Predicting the influence of homologous recombination repair deficiency genes on glioma heterogeneity and patient prognosis using multi-omics analysis and machine learning

Abstract

Background: Glioma is the most common malignant tumor of the central nervous system, and homologous recombination deficiency (HRD) may play a crucial role in its progression. Our study aimed to predict the impact of HRD on glioma heterogeneity and patient prognosis from a multi-omics perspective.

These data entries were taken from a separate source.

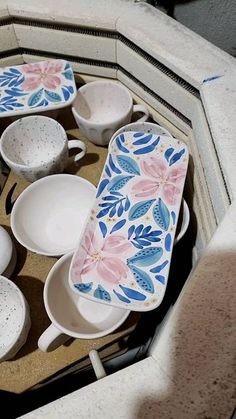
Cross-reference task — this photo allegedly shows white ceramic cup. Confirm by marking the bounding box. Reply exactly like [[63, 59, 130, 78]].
[[0, 275, 31, 362], [0, 115, 86, 182], [72, 80, 149, 146], [38, 253, 130, 352], [11, 173, 96, 256], [0, 226, 17, 278]]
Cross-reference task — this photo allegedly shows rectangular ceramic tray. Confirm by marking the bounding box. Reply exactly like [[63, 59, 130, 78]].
[[70, 131, 188, 311], [0, 59, 76, 117]]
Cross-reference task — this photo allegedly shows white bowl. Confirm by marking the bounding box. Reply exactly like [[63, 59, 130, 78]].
[[0, 275, 31, 362], [11, 174, 96, 256]]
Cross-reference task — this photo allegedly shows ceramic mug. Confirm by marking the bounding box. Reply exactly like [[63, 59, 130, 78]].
[[38, 252, 130, 352], [0, 115, 86, 182], [0, 275, 31, 362], [72, 80, 149, 146]]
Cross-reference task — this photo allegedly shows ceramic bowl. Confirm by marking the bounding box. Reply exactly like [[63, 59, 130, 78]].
[[0, 226, 17, 278], [0, 275, 31, 362], [11, 174, 96, 256]]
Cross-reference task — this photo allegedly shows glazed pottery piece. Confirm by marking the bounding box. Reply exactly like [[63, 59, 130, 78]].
[[69, 122, 189, 311], [38, 253, 130, 352], [72, 80, 149, 146], [0, 275, 31, 362], [0, 115, 86, 182], [0, 60, 76, 118], [11, 174, 96, 256]]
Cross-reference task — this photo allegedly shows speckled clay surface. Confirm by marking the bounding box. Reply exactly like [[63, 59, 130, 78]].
[[0, 115, 86, 182], [72, 80, 149, 145], [0, 276, 31, 362]]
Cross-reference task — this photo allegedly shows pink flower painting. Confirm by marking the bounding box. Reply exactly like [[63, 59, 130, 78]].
[[131, 157, 186, 205], [22, 61, 62, 91], [75, 231, 132, 284]]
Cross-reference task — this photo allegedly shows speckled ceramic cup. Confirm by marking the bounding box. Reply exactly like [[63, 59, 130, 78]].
[[72, 80, 149, 146], [0, 275, 31, 362], [0, 115, 86, 182]]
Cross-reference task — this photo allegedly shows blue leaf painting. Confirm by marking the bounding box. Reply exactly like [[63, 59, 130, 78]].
[[96, 207, 110, 218], [61, 87, 70, 101], [35, 99, 48, 108], [99, 221, 107, 238], [104, 164, 111, 177], [128, 225, 135, 240], [127, 247, 163, 266], [164, 147, 175, 161], [155, 275, 166, 284], [9, 67, 21, 76], [5, 87, 27, 97], [102, 195, 119, 201], [117, 201, 124, 217], [115, 136, 129, 153], [44, 89, 61, 102], [108, 154, 121, 175], [134, 131, 145, 138], [129, 265, 154, 294], [171, 211, 176, 224], [133, 134, 152, 145], [134, 137, 160, 155], [124, 196, 130, 211], [117, 155, 140, 175], [74, 282, 93, 294], [97, 192, 130, 218], [113, 290, 131, 304], [169, 148, 185, 166], [119, 285, 147, 301], [110, 220, 126, 234], [62, 70, 74, 80], [129, 199, 155, 221], [135, 224, 144, 236], [107, 175, 133, 191], [96, 179, 109, 198], [93, 285, 111, 301], [111, 190, 123, 196], [150, 260, 169, 274], [28, 89, 43, 106], [165, 233, 172, 252], [153, 198, 170, 231]]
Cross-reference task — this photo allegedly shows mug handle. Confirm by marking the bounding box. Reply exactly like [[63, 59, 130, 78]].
[[38, 323, 71, 352], [174, 198, 190, 244], [68, 140, 86, 163], [133, 105, 149, 122]]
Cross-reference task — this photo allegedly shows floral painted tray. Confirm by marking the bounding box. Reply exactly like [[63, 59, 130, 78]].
[[69, 131, 188, 311], [0, 60, 76, 117]]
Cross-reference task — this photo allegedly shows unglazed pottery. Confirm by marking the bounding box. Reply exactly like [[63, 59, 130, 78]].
[[38, 253, 130, 352], [0, 115, 86, 182], [0, 60, 76, 118], [0, 226, 17, 278], [11, 174, 96, 256], [0, 275, 31, 362], [69, 123, 188, 311], [72, 80, 149, 146]]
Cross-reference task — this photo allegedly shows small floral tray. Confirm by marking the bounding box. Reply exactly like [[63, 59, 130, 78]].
[[0, 60, 76, 117], [69, 131, 188, 311]]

Methods: We integrated HRD-related gene expression levels and survival information from The Cancer Genome Atlas (TCGA) and Chinese Glioma Genome Atlas (CGGA) databases. Using a combination of machine learning algorithms, we identified the optimal algorithm and constructed the HRD Index model. After validating the model's accuracy, we assessed the expression heterogeneity of HRD-related genes in vitro using quantitative polymerase chain reaction (qPCR). Multiple omics analyses, including enrichment analysis, genomics, prediction of immune cell subtype infiltration, and drug sensitivity, were employed to demonstrate the heterogeneity and clinical predictive significance of the HRD Index in glioma.

Results: Through algorithm selection, the LASSO-RSF (Least Absolute Shrinkage and Selection Operator - Random Survival Forest) algorithm identified 7 genes (POLR2F, FANCB, PTEN, PLK3, INO80D, PRMT6, and UNG) to construct the HRD Index. Model validation demonstrated excellent accuracy. qPCR results revealed differential expression of these HRD Index genes among different cell lines. Samples grouped by HRD Index showed potential differences in certain cytokine and receptor pathways, as well as varying gene mutation frequencies between groups. Drug sensitivity analysis indicated that the HRD Index could predict treatment efficacy for specific drugs.

Conclusion: Our HRD Index model based on these seven genes significantly correlated with clinical prognosis in glioma patients and holds promise for guiding clinical management.